The International Monetary Fund (IMF) on Monday called on Nigeria and other emerging economies to deepen governance diagnostics and curb illicit financial flows within their respective countries, in order to improve resilience and restore public trust in government institutions.
IMF Managing Director Kristalina Georgieva who made the call during a Civil Society Town Hall at the ongoing IMF World Bank Annual Meetings in Washington, noted that while the global economy has shown remarkable resilience despite a series of shocks, many developing countries remain vulnerable due to weak governance systems, rising debt, and limited fiscal transparency.
She stressed that effective governance diagnostics and anti–anti-money-laundering frameworks have become indispensable for sustaining growth and attracting investment, especially in countries struggling with high public debt and leakages in public finance.

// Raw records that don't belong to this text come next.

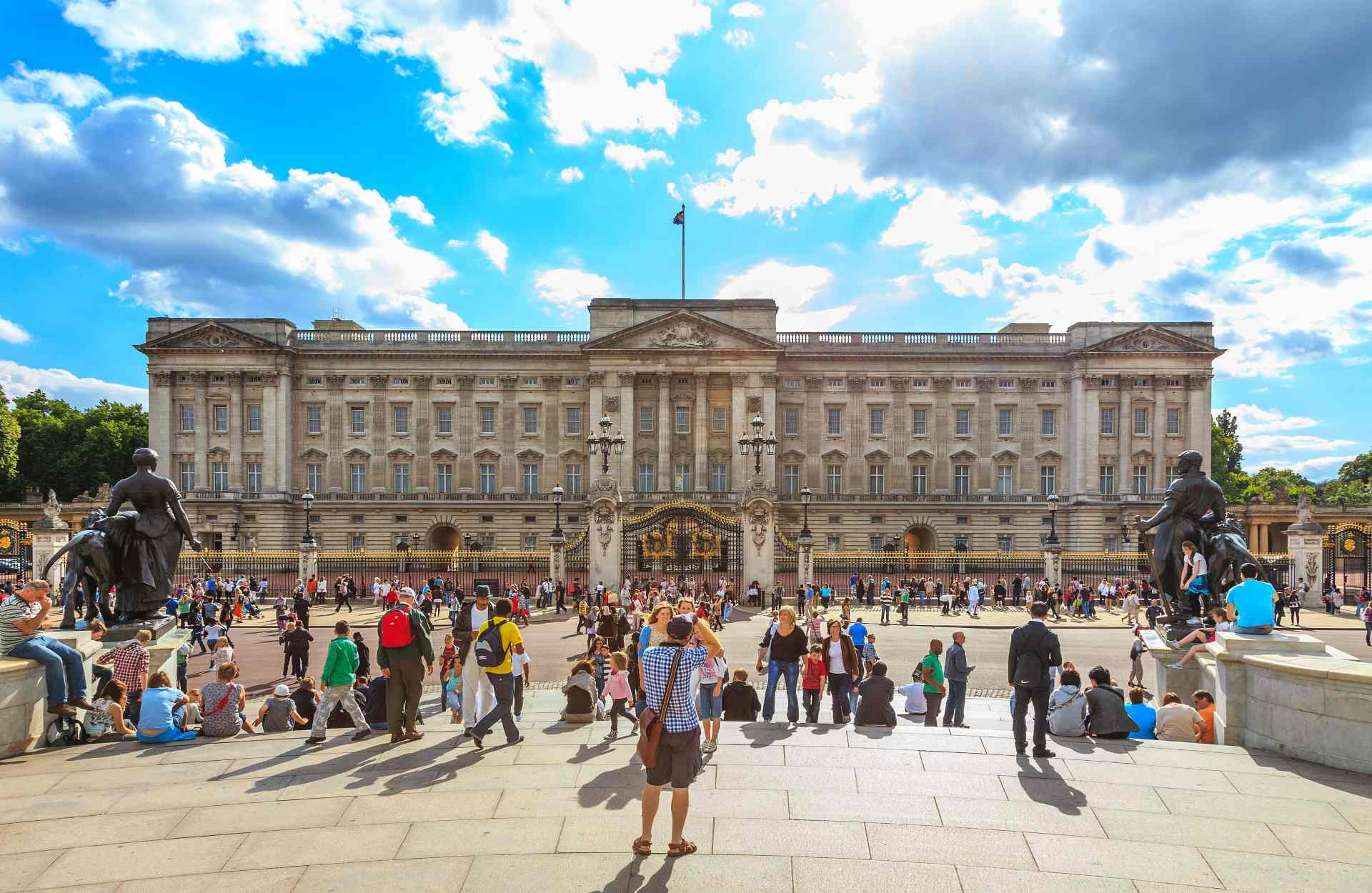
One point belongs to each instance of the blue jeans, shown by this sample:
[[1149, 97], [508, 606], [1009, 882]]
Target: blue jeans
[[62, 667], [502, 712], [955, 703], [774, 671]]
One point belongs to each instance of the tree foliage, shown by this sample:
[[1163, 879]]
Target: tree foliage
[[71, 450]]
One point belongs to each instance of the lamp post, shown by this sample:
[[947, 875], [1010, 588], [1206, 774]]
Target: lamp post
[[557, 511], [757, 444], [604, 444], [308, 501]]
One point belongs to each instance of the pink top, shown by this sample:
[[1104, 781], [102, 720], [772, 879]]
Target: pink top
[[617, 685]]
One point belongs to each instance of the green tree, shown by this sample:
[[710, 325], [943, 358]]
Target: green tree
[[1227, 457], [1269, 482], [9, 444], [71, 450]]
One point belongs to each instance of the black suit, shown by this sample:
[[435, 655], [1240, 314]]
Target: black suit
[[1033, 638]]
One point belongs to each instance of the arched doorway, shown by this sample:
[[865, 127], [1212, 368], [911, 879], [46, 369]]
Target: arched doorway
[[921, 538], [444, 538]]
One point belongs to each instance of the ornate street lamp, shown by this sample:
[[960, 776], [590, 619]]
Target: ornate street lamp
[[1053, 520], [757, 444], [604, 444], [308, 501], [557, 511]]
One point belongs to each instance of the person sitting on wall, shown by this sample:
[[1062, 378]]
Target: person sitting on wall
[[1249, 604]]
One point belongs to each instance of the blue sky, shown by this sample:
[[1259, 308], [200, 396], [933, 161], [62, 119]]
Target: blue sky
[[869, 165]]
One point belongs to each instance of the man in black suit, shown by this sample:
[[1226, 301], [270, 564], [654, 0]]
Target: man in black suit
[[1033, 641]]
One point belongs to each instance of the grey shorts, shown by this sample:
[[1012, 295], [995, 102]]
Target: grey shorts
[[678, 759]]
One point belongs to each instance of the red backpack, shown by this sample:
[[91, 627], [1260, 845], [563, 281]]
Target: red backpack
[[395, 627]]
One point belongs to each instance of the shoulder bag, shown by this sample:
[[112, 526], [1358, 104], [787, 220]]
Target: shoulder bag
[[651, 721]]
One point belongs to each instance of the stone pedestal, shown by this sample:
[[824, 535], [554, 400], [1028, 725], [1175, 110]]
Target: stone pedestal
[[805, 560], [1305, 542], [1051, 563], [557, 557], [607, 535], [759, 539], [309, 560]]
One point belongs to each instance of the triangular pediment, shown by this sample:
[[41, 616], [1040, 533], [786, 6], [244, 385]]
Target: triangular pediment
[[682, 329], [209, 335], [1150, 339]]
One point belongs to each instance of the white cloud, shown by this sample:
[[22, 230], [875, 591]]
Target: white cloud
[[412, 207], [19, 380], [568, 291], [206, 236], [793, 289], [632, 156], [600, 62], [74, 91], [494, 250], [738, 37]]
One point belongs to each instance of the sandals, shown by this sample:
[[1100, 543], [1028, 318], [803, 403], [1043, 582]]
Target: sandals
[[685, 848]]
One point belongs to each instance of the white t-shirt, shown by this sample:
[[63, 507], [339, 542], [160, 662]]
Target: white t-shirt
[[836, 657]]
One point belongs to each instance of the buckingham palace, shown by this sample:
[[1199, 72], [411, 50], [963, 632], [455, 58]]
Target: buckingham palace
[[929, 441]]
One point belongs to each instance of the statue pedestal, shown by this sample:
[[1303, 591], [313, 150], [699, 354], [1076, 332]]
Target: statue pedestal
[[125, 632]]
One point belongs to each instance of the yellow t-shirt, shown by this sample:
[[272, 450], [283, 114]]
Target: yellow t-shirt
[[509, 638]]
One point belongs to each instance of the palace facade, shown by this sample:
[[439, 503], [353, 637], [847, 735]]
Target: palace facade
[[933, 439]]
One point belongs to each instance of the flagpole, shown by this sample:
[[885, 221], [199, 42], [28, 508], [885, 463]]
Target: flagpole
[[684, 253]]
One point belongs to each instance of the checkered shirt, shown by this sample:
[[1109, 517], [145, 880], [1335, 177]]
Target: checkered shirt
[[656, 663], [129, 663]]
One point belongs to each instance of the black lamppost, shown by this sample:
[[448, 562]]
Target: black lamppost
[[757, 444], [604, 444], [308, 501], [557, 511]]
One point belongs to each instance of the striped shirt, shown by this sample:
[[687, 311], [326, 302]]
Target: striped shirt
[[14, 608], [656, 664]]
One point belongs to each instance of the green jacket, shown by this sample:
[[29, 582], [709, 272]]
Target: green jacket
[[341, 664], [419, 648]]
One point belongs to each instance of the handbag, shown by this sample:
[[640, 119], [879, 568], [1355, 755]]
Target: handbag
[[651, 721]]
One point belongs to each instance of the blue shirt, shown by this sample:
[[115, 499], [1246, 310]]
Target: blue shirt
[[1253, 601], [655, 666], [155, 709], [1145, 717]]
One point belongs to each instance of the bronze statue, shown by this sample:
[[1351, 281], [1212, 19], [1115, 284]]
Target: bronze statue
[[134, 552], [1194, 511]]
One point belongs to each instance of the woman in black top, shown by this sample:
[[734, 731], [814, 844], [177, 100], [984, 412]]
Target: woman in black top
[[782, 649]]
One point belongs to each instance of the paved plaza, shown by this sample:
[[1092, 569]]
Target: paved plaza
[[818, 808]]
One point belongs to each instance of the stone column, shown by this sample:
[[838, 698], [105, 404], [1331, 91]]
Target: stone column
[[738, 411], [1305, 544], [629, 416], [605, 532], [702, 420], [666, 424], [202, 431], [309, 560], [1053, 563], [759, 537], [557, 557], [805, 560]]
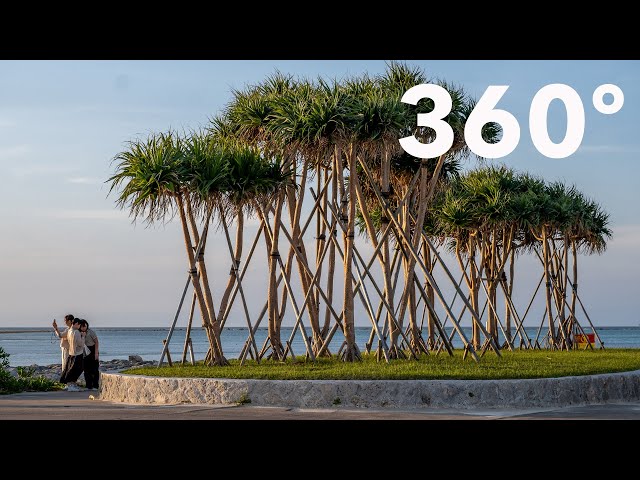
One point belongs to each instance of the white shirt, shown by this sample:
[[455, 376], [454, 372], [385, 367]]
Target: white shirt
[[64, 343], [76, 343]]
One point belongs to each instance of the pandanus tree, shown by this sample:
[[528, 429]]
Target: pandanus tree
[[383, 119], [564, 216], [493, 213], [162, 176]]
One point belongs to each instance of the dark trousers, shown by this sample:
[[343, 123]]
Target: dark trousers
[[73, 369], [91, 372]]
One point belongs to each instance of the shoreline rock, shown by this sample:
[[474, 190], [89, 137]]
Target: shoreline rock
[[53, 371]]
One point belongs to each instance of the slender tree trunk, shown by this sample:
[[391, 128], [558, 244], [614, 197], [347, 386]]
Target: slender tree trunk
[[431, 325], [474, 291], [389, 290], [295, 209], [202, 267], [351, 352], [274, 321], [235, 261], [548, 286], [212, 330], [332, 248]]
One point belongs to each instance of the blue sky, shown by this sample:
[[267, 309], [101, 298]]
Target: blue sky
[[66, 248]]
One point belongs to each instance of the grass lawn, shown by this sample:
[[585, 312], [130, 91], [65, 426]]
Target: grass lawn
[[518, 364]]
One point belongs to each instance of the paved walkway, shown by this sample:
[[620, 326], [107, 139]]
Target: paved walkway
[[62, 405]]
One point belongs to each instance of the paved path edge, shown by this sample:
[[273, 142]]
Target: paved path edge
[[458, 394]]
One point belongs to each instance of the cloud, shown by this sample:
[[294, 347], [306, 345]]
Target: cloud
[[85, 180], [14, 150], [626, 236], [609, 149], [90, 214], [36, 169], [6, 123]]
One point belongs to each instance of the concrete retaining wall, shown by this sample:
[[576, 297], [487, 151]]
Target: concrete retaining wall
[[458, 394]]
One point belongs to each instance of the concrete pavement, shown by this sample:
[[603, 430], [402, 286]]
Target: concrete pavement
[[62, 405]]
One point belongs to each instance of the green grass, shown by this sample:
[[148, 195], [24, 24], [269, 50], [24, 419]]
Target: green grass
[[518, 364]]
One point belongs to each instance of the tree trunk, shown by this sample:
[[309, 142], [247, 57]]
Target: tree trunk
[[548, 286], [277, 350], [235, 262], [351, 352], [213, 333]]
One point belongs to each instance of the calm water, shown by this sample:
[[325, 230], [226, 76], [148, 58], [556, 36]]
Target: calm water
[[28, 346]]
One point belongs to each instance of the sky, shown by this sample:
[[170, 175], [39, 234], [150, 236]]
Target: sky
[[66, 248]]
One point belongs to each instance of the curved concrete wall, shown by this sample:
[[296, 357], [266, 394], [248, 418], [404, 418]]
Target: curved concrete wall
[[459, 394]]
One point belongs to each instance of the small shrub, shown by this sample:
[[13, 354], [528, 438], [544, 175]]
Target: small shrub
[[244, 399], [4, 359], [25, 381], [25, 372]]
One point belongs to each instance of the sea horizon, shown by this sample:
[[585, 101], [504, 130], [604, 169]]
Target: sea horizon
[[39, 346]]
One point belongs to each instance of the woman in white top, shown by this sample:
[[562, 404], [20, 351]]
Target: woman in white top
[[62, 335], [74, 365], [91, 356]]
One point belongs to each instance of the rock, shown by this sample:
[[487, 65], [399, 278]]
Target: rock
[[53, 372]]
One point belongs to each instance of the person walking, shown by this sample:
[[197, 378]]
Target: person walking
[[74, 365], [62, 335], [91, 357]]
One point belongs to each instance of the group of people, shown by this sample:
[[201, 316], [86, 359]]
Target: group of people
[[80, 353]]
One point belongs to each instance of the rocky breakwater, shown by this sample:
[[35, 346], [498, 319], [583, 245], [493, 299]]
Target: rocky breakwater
[[54, 371]]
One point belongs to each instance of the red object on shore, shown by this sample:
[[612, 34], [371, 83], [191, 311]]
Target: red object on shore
[[582, 339]]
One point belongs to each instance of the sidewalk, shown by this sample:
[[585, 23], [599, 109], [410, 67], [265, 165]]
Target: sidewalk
[[62, 405]]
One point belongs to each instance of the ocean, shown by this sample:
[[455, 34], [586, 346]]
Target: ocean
[[29, 346]]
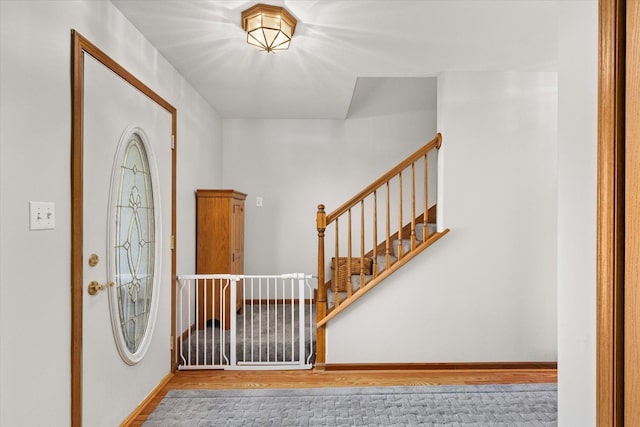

“Illicit financial flows, what we call dirty money, undermine stability and public trust. Five to ten years ago, this was underestimated; today, it is central to our analysis and policy advice.
“We now integrate anti-money-laundering and governance diagnostics into our annual Article IV reviews and lending programmes, so countries can identify and fix institutional weaknesses before they become crises.”
The IMF chief disclosed that the Fund has developed a new Anti–Money-Laundering and Combating the Financing of Terrorism (AML/CFT) Strategy, which would be applied more broadly across member countries.
The initiative, she explained, was designed to trace illicit flows, strengthen oversight in financial institutions, and reinforce debt transparency.
Georgieva also urged African governments to work more closely with civil society to ensure transparency and accountability in public finance management.
“The governance diagnostic tool is not an audit; it is a preventive measure. We encourage governments to collaborate with civil society organisations that often know the system’s weaknesses best. Working together makes our efforts more credible and effective,” she added.
Furthermore, she noted that while Nigeria and some other low-income countries have seen marginal declines in debt ratios, the reduction was largely due to limited access to finance rather than improved debt sustainability. This, she said, underlines the urgency for stronger institutional frameworks and credible debt-management strategies.
According to her, inclusive governance was becoming just as critical as macroeconomic policy in restoring stability.
“We are seeing young people across countries take to the streets because they have lost faith in institutions. Governments must deliver transparent, people-focused policies or risk losing social cohesion,” she added.
According to her, the IMF would continue to work with the World Bank through the Global Sovereign Debt Roundtable and the G20 Common Framework to establish clearer rules for debt restructuring and ensure that both creditors and debtors agree on sustainable pathways to recovery.
“Countries can only grow out of debt,” Georgieva said, reaffirming the Fund’s commitment to supporting growth, entrepreneurship, and job creation, particularly in Africa’s young economies.